When we talk about it on a more physician-based level, there seems to be some bias as well. There's bias within organizations on a countrywide level. I'm not sure exactly when it was, but in America there was the redlining—basically certain populations were not allowed to live in certain areas or encouraged to live in other areas—and that encouraged more poverty and less chance of improving your social situation by moving to better areas, less pollution, more space. If you look at that, there also seems to be an institutional ignorance towards the social determinants of health and actually making some change to improve outcomes for patients of color. So actually, this needs to be sometimes changed with advocacy, and I think the Americans are actually better than the UK at this. The lobbying from the ACC [American College of Cardiology] in Washington, DC, is so much more effective than in the UK, and we should be advocating and lobbying for our patients generally.
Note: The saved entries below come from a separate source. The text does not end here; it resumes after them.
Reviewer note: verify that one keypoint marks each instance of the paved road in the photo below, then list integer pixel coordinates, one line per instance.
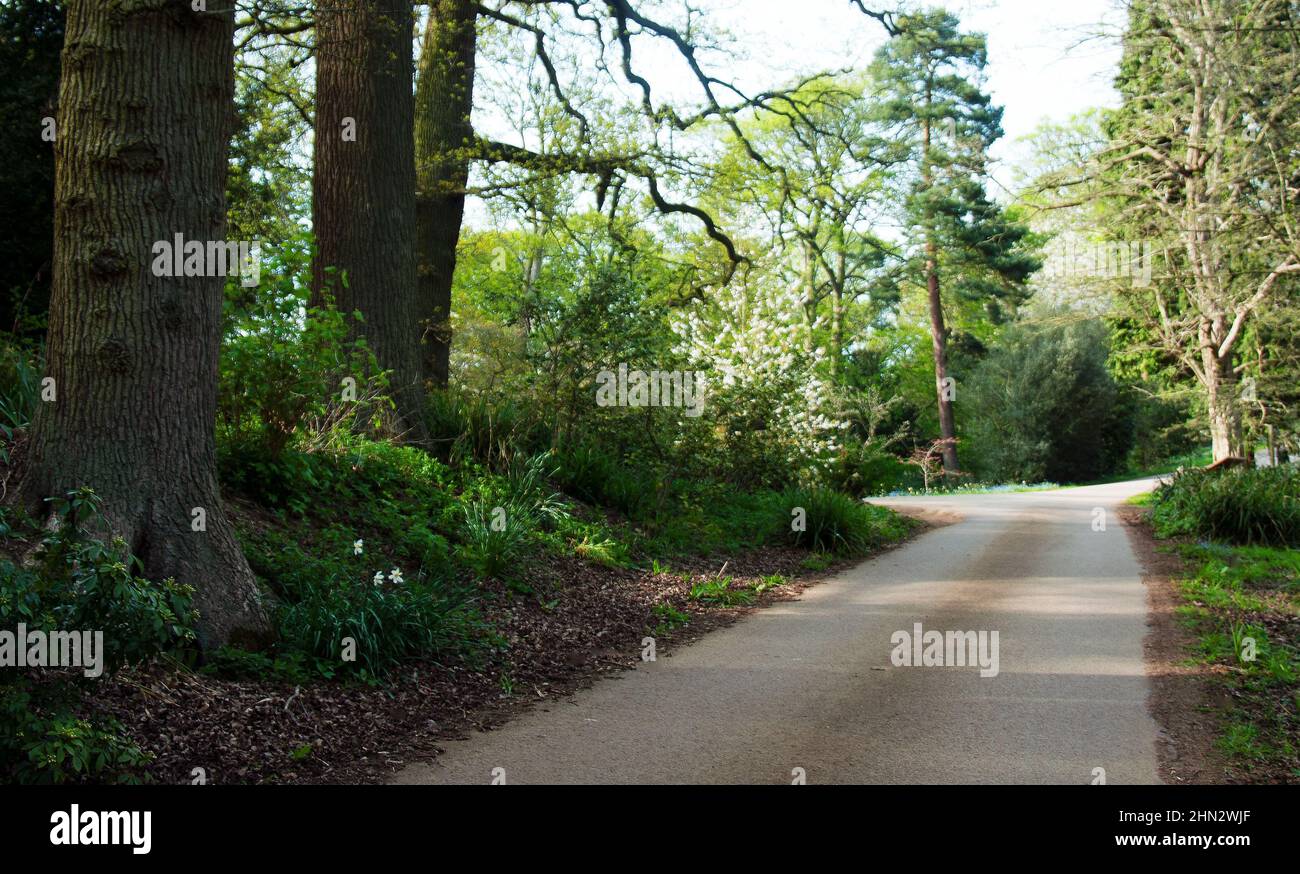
(810, 684)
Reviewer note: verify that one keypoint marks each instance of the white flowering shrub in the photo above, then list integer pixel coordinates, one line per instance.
(768, 411)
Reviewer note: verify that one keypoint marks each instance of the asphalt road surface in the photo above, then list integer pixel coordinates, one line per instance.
(811, 684)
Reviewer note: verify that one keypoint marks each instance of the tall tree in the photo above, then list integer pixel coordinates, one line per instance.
(31, 33)
(944, 125)
(443, 145)
(449, 145)
(364, 186)
(1204, 161)
(144, 116)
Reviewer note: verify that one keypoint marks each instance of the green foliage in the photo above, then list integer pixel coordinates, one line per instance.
(20, 393)
(31, 39)
(1041, 406)
(670, 618)
(836, 523)
(719, 592)
(388, 621)
(77, 583)
(43, 740)
(494, 539)
(1234, 506)
(284, 363)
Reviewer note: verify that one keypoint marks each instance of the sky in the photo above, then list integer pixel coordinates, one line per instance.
(1048, 59)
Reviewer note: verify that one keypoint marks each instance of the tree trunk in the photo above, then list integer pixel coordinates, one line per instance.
(144, 117)
(1223, 405)
(837, 284)
(443, 138)
(939, 334)
(937, 331)
(363, 187)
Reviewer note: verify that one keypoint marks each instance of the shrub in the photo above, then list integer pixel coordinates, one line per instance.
(77, 583)
(494, 537)
(836, 523)
(389, 622)
(282, 362)
(1043, 406)
(1236, 506)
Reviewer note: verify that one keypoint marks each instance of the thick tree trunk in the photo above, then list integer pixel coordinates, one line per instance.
(363, 186)
(937, 331)
(837, 317)
(1222, 402)
(939, 336)
(443, 138)
(144, 116)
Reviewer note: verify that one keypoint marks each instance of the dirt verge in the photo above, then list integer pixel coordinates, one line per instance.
(1186, 701)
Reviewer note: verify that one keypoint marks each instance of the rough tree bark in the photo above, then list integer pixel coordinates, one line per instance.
(144, 116)
(937, 331)
(443, 142)
(364, 187)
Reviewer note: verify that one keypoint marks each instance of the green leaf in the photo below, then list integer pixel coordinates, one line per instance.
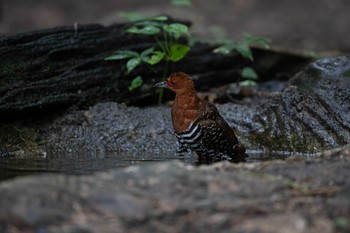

There's also, on a personal level, there's explicit and implicit bias. Explicit bias is obviously completely wrong at all times, there's no way you can justify that, but implicit bias is something that most of us don't even realize that we have. And it's something that we can test for. There is an implicit association test on a website hosted by Harvard where you can actually do a test and it doesn't take long, but you will be surprised how much implicit bias is actually found in people who seem very balanced and reasonable. And I think all of us have some degree of implicit bias, hopefully at a mild or changeable level, but you will never address the problem until you identify the problem, so it's something we really should be encouraged to do.

This transcript has been lightly edited for clarity.